Gruenwoldt is confident the relationship between SKIP and Children’s Healthcare Canada will continue to reveal new opportunities for collaboration with the ‘unusual suspects’: “We have a tendency to lean on the same people and organizations over and over. We’re now reaching influencers who weren’t foremost on our radar, as well as more patients and families.

“As a children’s healthcare organization, we truly understand, value, and embrace patient and family partners. We’re on a journey to redefine what those partnerships mean for our organization, operationally and strategically.”

This includes how Children’s Healthcare Canada develops strategy, screens new programs and activities, and crafts communications.

Children’s Healthcare Canada’s new Family Network helps advance strategic priorities and provides an online space for families to connect, share, and draw attention to important issues.

“Within three weeks of launch, we had 100 families engaged. We are now in the process of selecting a member of the Network to join our Board of Directors.
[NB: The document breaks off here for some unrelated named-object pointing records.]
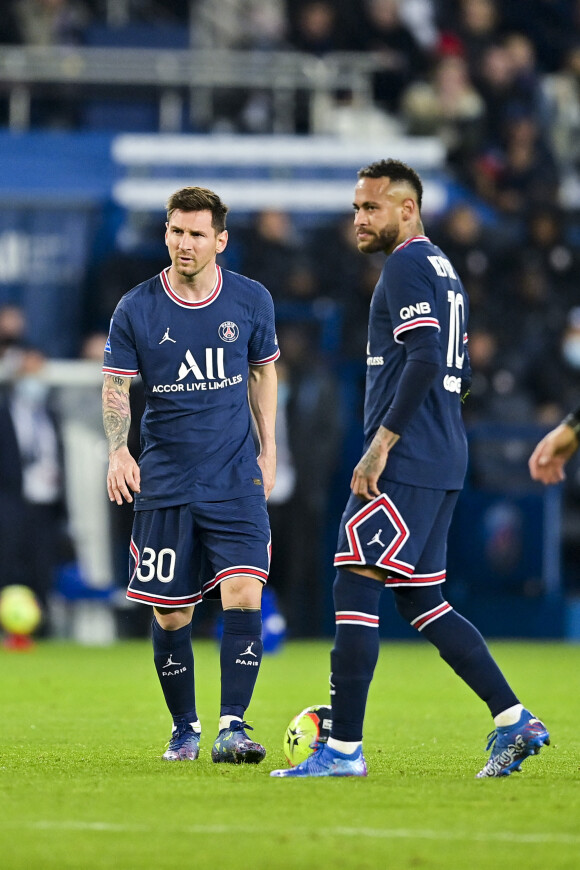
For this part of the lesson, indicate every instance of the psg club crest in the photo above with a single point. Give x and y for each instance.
(228, 331)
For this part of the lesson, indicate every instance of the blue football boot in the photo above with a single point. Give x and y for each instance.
(325, 761)
(512, 744)
(233, 746)
(184, 743)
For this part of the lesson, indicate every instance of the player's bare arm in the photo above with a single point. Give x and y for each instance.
(123, 476)
(262, 395)
(366, 474)
(551, 454)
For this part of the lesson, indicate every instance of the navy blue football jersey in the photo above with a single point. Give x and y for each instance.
(194, 358)
(418, 288)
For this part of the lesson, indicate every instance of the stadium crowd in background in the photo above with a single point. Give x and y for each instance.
(497, 80)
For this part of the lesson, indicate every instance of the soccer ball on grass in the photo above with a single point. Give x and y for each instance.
(20, 612)
(305, 731)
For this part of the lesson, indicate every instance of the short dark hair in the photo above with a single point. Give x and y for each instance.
(396, 170)
(199, 199)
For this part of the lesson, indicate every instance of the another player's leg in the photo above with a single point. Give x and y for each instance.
(353, 661)
(240, 659)
(173, 657)
(518, 734)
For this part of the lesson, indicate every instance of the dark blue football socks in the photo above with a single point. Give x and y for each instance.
(355, 652)
(459, 643)
(173, 657)
(240, 658)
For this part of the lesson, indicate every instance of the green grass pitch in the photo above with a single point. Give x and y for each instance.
(82, 784)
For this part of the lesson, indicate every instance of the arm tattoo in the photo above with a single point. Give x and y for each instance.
(116, 411)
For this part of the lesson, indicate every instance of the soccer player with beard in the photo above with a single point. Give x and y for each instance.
(394, 529)
(203, 340)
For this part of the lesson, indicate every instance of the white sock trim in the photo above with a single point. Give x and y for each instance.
(344, 745)
(509, 716)
(226, 721)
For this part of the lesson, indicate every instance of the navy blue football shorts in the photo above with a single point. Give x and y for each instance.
(404, 530)
(179, 555)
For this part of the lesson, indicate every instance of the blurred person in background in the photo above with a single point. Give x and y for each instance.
(12, 328)
(400, 57)
(52, 22)
(447, 106)
(33, 516)
(308, 438)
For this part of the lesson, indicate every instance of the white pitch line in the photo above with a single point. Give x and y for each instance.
(370, 833)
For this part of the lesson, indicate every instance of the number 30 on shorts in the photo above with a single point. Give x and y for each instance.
(153, 565)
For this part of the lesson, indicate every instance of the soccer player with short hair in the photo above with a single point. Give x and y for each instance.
(203, 340)
(394, 529)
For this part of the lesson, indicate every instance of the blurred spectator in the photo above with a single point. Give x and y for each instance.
(12, 328)
(554, 373)
(240, 24)
(562, 90)
(310, 426)
(10, 33)
(498, 392)
(547, 23)
(343, 275)
(469, 28)
(51, 22)
(447, 106)
(315, 27)
(33, 537)
(420, 18)
(505, 92)
(546, 248)
(474, 249)
(270, 251)
(401, 57)
(522, 174)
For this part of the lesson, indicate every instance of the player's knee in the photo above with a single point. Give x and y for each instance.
(414, 602)
(351, 591)
(241, 592)
(172, 620)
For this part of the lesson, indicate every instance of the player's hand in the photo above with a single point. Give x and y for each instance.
(365, 476)
(267, 464)
(547, 462)
(123, 477)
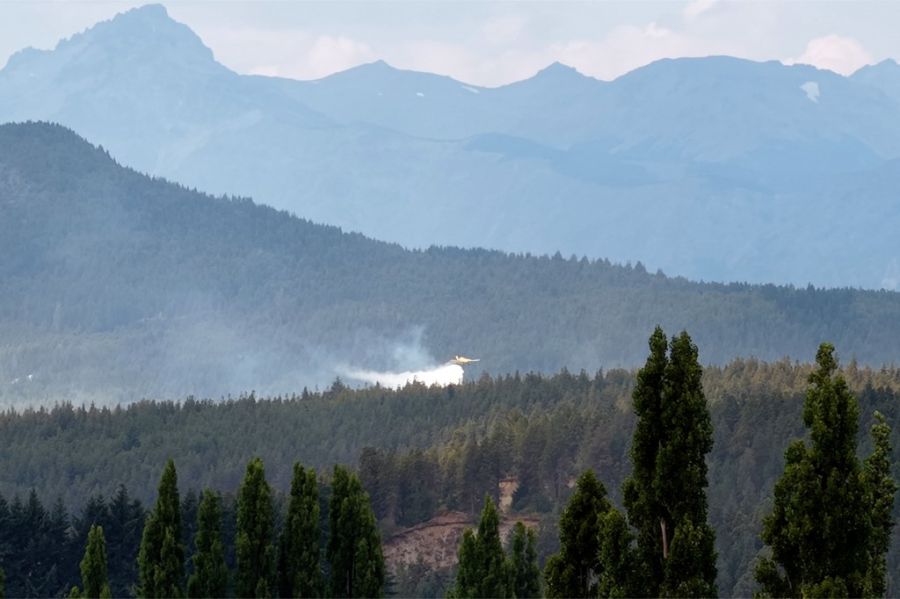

SKIP has been our exemplar in family partnership and engagement.”

“This is what good knowledge mobilization looks like,” says SKIP co-director Dr. Christine Chambers, “creating a culture of integration and interconnectedness across the whole sector. We learn from each other about what works. Together, we can be more creative.”

The future is promising, according to Gruenwoldt.

“Children’s Healthcare Canada and SKIP are influencing how other organizations and the health system in general embraces innovation in the knowledge mobilization space. We can live with the 17-year gap between research findings and implementation, or we can accelerate those timelines and improve how care is delivered to other areas of children’s health and indeed the whole health care system. Now that would be high, high impact!”